What exactly it will be lacking, I am not sure of. I am, however, sure that I don't have any exciting new updates on the war against drugs. I mean cancer. damnit, and typing that just reminded me that I have two pills I need to take, right now. Crap, I'll be back. And I'm back. I didn't choke on the horsepill, although the smaller one gave me some grief. Honestly, I am the worst person to have gotten cancer. There are so many things to remember. 5 pills in the morning, one of which I take at night too. And then there's the really big one that I only have to take three times a week, but that's twice a day as well. Not anymore, but when they were giving me one particular chemo drug, I had to put drops in my eyes every six hours. And I have to remember to flush my lines every other day... I'm a generally organized person, but that's because I absolutely have to be. My memory is actually terribly erratic. If my life was messy, I would be so lost all the time. I found some of my handwritten schedules I made for myself this past semester, and they were pretty much scripted to the hour. Haha, if I can't remember to take the nightly pill that will save me from getting pneumocystic pneumonia, God only knows what will happen when I enter the professional world and have deadlines and other people expecting things from me.
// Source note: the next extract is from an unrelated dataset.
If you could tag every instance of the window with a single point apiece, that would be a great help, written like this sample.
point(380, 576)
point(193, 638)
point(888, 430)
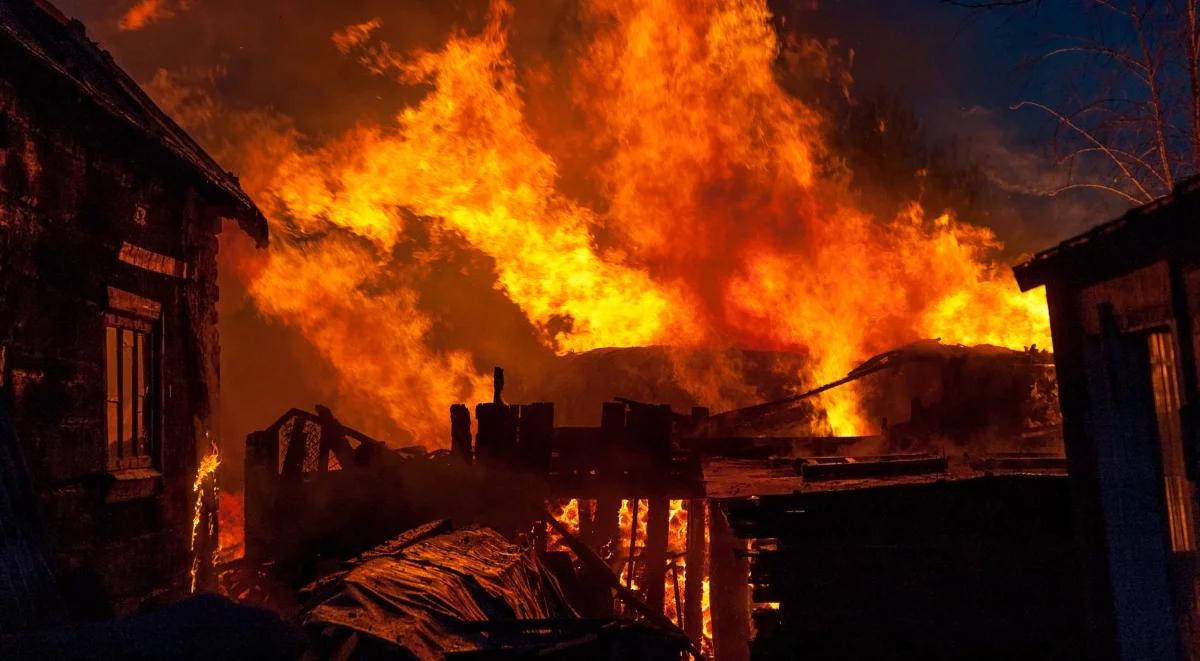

Should be a good time.

Otherwise, that's about it. They transfused my blood and platelets yesterday. My nose is no longer bleeding like a faucet with a constant drip (when your platelets are low, your blood has trouble clotting, therefore wounds tend to stay open longer. Also a good time). And I don't get as dizzy when I stand up quickly. Basically, blood is a good thing. Every time you stand up without feeling your world start spinning and that blackness coming in around the edges of your vision, thank your normal blood counts. Mmm, there's nothing better than oxygen making it to the brain. Tomorrow I get another drug pushed into me, L-asparaginase. Chemo, kills cell, blah blah. I sort of psych myself out whenever I have to go to the clinic. I know nothing will happen, no side effects or reactions, but I still get anxious about going. I'm going to blame that on the chemo side-effects (anxiety is listed as a side-effect for some drugs). Haha. Or me being a wimp. Either way, I look forward to its being over. Snow is coming to Chicago, and I'm still on house arrest until my immune system gets back to relative-normal. (Incidentally, it's not really that bad. I drink too much hot chocolate and poke around a lot on the computer. I also wrote two new songs today, bringing my set list to about eleven songs. Sweet.) Well, hopefully this post wasn't as lacking as I initially thought it would be. I always seem to write more than I planned. Oh well. Happy Tuesday sad toad.